Short Sales and Foreclosures are Very Different Situations
Most people who have never been through a short sale or a foreclosure, think it’s the same thing. Although short sales and foreclosures have a few things in common, they are both very different scenarios… especially when you’re the homeowner going through it. Doing a short sale will always be better than letting your house go to foreclosure just to avoid the damage to your credit among other benefits.
What’s a Short Sale?
A short sale occurs when a homeowner can no longer afford to make the mortgage payments to their Bank, and they have to sell the home for less than what’s owed. Many times, homeowners are already in active foreclosure when they decide to try and short sale the property. The homeowner must also prove to the lender they’re going through some kind of hardship affecting their ability to pay.
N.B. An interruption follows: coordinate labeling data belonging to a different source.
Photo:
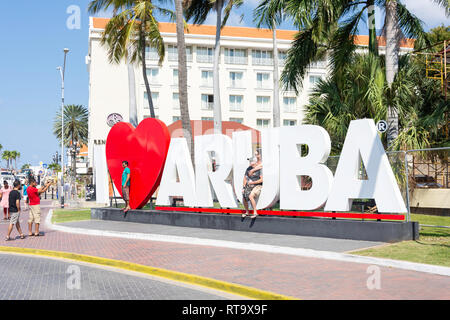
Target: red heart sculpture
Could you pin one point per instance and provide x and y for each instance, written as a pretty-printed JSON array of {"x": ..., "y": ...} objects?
[{"x": 145, "y": 148}]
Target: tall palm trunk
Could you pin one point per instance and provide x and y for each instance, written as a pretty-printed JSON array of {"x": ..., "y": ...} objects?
[
  {"x": 392, "y": 49},
  {"x": 132, "y": 94},
  {"x": 144, "y": 72},
  {"x": 276, "y": 80},
  {"x": 217, "y": 104},
  {"x": 373, "y": 46},
  {"x": 182, "y": 79}
]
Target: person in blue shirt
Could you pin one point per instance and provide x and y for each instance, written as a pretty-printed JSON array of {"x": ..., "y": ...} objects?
[
  {"x": 25, "y": 195},
  {"x": 126, "y": 175}
]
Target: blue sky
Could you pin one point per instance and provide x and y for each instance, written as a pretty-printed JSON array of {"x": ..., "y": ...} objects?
[{"x": 33, "y": 35}]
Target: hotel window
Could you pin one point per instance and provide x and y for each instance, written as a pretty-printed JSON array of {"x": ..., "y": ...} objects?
[
  {"x": 207, "y": 101},
  {"x": 236, "y": 79},
  {"x": 205, "y": 55},
  {"x": 236, "y": 103},
  {"x": 153, "y": 75},
  {"x": 173, "y": 53},
  {"x": 282, "y": 55},
  {"x": 289, "y": 104},
  {"x": 262, "y": 80},
  {"x": 155, "y": 99},
  {"x": 151, "y": 53},
  {"x": 235, "y": 56},
  {"x": 262, "y": 58},
  {"x": 262, "y": 104},
  {"x": 176, "y": 100},
  {"x": 207, "y": 78},
  {"x": 289, "y": 123},
  {"x": 238, "y": 120},
  {"x": 262, "y": 123}
]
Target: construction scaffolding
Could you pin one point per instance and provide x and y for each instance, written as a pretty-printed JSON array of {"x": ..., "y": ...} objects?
[{"x": 438, "y": 65}]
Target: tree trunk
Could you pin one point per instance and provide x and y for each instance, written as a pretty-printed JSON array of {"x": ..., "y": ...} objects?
[
  {"x": 373, "y": 46},
  {"x": 217, "y": 104},
  {"x": 182, "y": 79},
  {"x": 132, "y": 92},
  {"x": 144, "y": 71},
  {"x": 392, "y": 49},
  {"x": 276, "y": 80}
]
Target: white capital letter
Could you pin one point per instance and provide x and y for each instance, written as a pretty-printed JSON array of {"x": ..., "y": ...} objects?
[
  {"x": 221, "y": 147},
  {"x": 362, "y": 140},
  {"x": 271, "y": 168},
  {"x": 178, "y": 179},
  {"x": 242, "y": 150},
  {"x": 293, "y": 166}
]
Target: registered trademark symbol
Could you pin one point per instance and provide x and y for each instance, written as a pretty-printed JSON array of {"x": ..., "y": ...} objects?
[{"x": 382, "y": 126}]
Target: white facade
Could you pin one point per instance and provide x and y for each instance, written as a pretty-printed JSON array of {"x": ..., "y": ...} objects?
[{"x": 246, "y": 82}]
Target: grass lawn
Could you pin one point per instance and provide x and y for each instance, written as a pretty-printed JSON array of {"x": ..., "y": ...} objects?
[
  {"x": 433, "y": 246},
  {"x": 61, "y": 216}
]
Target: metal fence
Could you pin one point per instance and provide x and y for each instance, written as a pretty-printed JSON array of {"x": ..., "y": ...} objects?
[{"x": 423, "y": 177}]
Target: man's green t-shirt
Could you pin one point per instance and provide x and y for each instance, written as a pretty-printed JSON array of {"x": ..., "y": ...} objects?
[{"x": 125, "y": 174}]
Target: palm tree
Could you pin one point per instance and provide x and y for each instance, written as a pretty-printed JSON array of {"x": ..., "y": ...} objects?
[
  {"x": 270, "y": 13},
  {"x": 361, "y": 90},
  {"x": 182, "y": 78},
  {"x": 331, "y": 26},
  {"x": 14, "y": 156},
  {"x": 395, "y": 11},
  {"x": 128, "y": 32},
  {"x": 198, "y": 10},
  {"x": 7, "y": 156},
  {"x": 75, "y": 129}
]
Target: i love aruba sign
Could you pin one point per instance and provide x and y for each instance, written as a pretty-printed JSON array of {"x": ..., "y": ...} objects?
[{"x": 156, "y": 160}]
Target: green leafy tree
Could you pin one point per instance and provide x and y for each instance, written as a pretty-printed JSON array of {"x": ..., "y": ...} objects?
[
  {"x": 360, "y": 90},
  {"x": 75, "y": 128},
  {"x": 128, "y": 33}
]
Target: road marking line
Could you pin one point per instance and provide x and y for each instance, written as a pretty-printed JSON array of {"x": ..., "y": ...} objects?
[
  {"x": 301, "y": 252},
  {"x": 227, "y": 287}
]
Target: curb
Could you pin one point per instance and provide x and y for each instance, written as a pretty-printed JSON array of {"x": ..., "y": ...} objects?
[{"x": 190, "y": 279}]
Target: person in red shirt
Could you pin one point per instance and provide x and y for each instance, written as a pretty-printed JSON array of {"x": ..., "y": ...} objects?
[{"x": 35, "y": 205}]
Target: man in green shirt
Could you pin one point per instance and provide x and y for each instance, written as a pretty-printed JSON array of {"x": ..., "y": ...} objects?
[{"x": 126, "y": 174}]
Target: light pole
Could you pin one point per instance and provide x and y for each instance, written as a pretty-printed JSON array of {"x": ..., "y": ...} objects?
[{"x": 62, "y": 72}]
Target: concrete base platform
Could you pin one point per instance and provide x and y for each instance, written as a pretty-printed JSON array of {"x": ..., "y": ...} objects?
[{"x": 381, "y": 231}]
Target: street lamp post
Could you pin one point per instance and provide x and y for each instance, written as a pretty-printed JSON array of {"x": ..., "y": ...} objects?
[{"x": 62, "y": 72}]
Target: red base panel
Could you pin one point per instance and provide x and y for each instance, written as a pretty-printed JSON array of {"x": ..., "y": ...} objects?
[{"x": 375, "y": 216}]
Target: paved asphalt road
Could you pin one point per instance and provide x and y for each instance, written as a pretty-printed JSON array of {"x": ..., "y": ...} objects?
[{"x": 36, "y": 278}]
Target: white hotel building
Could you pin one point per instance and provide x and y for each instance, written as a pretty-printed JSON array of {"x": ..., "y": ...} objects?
[{"x": 246, "y": 78}]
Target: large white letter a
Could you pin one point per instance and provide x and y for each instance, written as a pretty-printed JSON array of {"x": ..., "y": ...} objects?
[{"x": 362, "y": 139}]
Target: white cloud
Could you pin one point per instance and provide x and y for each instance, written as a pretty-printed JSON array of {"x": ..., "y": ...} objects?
[{"x": 428, "y": 11}]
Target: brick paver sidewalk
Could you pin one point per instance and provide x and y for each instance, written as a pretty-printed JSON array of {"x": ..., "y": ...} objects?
[{"x": 300, "y": 277}]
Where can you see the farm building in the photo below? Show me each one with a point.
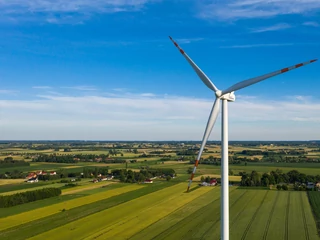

Even if the homeowner meets all the criteria of a typical short sale, it must still have the final approval of the lender. The majority of lenders will opt for a short sale instead of taking a homeowner through a costly foreclosure process.
Benefits of a Short Sale
Avoid Foreclosure- A foreclosure can damage your credit for up to 7 years whereas a short sale will have much less of an impact.
Eliminate your Debt- Eliminate your debt with the bank for good. Be sure that your short sale realtor tells the bank that you’re not able or willing to repay the entire amount of the deficiency.
Cash Back to Sellers Many banks offer cash-back programs so they have money to relocate to another home.
Why would my Bank agree to a Short Sale?
Banks don’t make their money by foreclosing on homes. They lose money… taking a mortgage holder through a foreclosure takes is expensive and can take a long time. Lenders also realize that if they do foreclose on the house, they’re just going to have to list it and end up taking a loss anyway.